All things considered, it is better to focus our efforts on building better organic experiences in the first phases of the buying cycle—i.e., with prospects who are not as familiar with our offerings and need to do their due diligence before entering the purchase phase. It might cost a bit more initially, but it results in much higher engagement rates for our first–page listings. The new strategy is to lead with organic, and only use paid to boost the branding of organic listings. The only exception is in the purchase phase, where paid is the primary way we engage with customers.

As I explained in a blog post at my blog writingfordigital.com, Google’s own studies show that B2B tech users tend to click organic listings at a higher rate when they see a paid listing pointing to the same URL. We don’t do this for all our non-branded words, but we do buy words when we already have an organic listing for that page. Because users tend to click the organic listing rather than the paid in this case, we still reduce CPC for those words despite paying a high price per click.

Abandoning Always On led to a much lower CPC for IBM. This kind of analysis is available to every company through improved analytics. And Google is one of the leading providers of search analytics solutions. Improving those products drastically in the last few years has actually hurt their own core business by helping their customers reduce waste and increase yield. When companies reduce click waste, as IBM did with abandoning Always On, it drove down CPC.

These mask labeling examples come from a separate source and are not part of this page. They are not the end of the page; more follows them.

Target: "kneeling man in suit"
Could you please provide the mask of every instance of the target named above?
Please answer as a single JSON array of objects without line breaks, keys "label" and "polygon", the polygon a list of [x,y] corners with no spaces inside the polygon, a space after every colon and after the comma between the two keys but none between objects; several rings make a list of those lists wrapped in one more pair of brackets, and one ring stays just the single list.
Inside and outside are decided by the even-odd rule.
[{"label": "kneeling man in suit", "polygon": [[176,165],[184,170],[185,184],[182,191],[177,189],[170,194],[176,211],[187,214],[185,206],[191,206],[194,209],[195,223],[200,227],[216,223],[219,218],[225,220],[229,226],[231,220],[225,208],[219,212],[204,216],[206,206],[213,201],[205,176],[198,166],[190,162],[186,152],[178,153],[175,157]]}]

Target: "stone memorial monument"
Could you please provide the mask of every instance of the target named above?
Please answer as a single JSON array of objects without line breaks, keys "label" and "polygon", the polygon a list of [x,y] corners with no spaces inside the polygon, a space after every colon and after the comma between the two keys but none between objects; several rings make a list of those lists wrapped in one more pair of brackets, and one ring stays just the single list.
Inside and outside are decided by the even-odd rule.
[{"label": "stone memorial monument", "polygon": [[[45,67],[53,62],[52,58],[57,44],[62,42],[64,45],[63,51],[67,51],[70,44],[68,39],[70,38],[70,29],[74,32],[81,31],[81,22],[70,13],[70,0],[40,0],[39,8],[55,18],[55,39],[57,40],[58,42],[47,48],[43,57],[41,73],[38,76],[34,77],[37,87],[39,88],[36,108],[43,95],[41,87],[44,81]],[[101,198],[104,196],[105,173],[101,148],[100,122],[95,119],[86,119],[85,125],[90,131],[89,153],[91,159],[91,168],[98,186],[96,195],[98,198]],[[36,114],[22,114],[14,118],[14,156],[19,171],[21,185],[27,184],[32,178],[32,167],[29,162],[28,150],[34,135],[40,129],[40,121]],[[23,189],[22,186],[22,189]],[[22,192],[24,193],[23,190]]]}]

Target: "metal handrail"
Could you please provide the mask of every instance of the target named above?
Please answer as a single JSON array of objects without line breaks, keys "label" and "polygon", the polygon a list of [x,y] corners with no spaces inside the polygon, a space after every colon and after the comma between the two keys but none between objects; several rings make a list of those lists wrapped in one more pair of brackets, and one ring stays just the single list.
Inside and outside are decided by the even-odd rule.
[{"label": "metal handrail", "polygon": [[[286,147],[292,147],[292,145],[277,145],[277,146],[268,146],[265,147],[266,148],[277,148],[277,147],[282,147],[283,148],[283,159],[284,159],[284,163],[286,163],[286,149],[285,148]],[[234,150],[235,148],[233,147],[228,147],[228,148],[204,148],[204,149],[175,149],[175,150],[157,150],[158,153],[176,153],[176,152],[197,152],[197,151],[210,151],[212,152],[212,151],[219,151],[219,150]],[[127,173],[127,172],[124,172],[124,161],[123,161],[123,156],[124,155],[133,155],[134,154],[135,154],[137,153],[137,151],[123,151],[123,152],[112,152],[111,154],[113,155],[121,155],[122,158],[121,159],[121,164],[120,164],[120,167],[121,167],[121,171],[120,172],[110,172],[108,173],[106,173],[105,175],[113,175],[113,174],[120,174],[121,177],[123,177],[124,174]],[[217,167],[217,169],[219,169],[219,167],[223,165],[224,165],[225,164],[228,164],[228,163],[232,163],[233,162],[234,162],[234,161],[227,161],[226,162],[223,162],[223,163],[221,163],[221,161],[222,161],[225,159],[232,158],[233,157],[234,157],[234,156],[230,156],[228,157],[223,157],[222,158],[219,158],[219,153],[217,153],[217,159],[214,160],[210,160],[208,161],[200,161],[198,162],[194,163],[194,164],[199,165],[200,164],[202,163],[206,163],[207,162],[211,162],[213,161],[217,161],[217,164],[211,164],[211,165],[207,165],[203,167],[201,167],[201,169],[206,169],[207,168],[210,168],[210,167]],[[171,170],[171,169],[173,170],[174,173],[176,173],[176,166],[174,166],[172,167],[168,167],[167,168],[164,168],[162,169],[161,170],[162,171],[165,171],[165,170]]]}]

Why does Google focus so much of its attention on things outside of its core business in its external communications? Because it is difficult to grow the core business while continuously improving the product. Google needs to improve the product to stay on top of competitors like Bing, so it can’t fail to continuously improve. But continuous improvement actually decreases CTR and CPC, the leading indicators of its revenues and profits, respectively. The main way it will grow, then, is by growing its emerging portfolio. That’s why we see so much about Android adoption and Google + sign ups on analyst reviews.

James Mathewson is IBM’s global search strategy lead and author of Audience, Relevance and Search, Targeting Web Audiences with Relevant Content. The opinions expressed here are his own and not IBM’s.